AIB has reported a pre-tax profit of €437m for the first half of the year – a significant improvement on the €838m loss incurred in the same period of 2013.
The bank said its total operating income rose by 36% to €1.24bn during the six month period, while operating expenses fell 9% to €686m.
This reduction comes as part of a cost-cutting operation at the bank, which has seen staffing levels fall by 10% in the past year to just over 11,380.
The amount AIB provisioned for bad loans in the past six months was also down, standing at €92m compared to €744m in the first half of last year.
Earnings from the bank’s domestic operations doubled year-on-year at €622m, according to the accounts, while earnings from its British arm were also higher.
AIB said it had approved €4.6bn worth of credit during the period – a 28% increase on the first half of 2013 – with the bank claiming a 37% share of the mortgage market.
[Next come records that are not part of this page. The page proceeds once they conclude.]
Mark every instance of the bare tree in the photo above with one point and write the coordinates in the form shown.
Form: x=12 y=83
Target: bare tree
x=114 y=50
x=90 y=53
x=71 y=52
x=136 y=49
By the end of June, AIB said it had 2.2m personal, business and corporate customers with almost half of those registered for online banking and a quarter banking via mobile.
Speaking on RTÉ's Morning Ireland, AIB chief executive David Duffy said he was confident about the bank's overall capital position.
He said the way the bank was being managed, the evidence of the restructuring it had undertaken and the fall in provisioning for bad loans, together with its levels of capital, suggested AIB was in a strong position to pass the European Central Bank’s stress tests.
"I am confident about our overall capital position,” he said
“You can never be entirely complacent about these things, but we have very strong capital levels.”
Responding to questions about when the Government might sell some of its stake in AIB, Mr Duffy said perspective it was more about whether the bank was stable and well-capitalised bank, and whether it could support the growth of the economy.
He said as a by-product of achieving those objectives, which AIB’s strategy hopes to achieve by next year, would be that a stakeholder like the Government would then be able to monetise its investment if it so wished.
Meanwhile, Mr Duffy said the overall situation in terms of customers in mortgage arrears has improved significantly.
He said the bank had seen a 6% reduction in average arrears and a 9% reduction in arrears in cases of homeowners.
Mr Duffy said the bank wanted to keep people in their homes wherever possible.
He said the bank had made about 80 repossessions, but the great majority of these were entirely voluntary.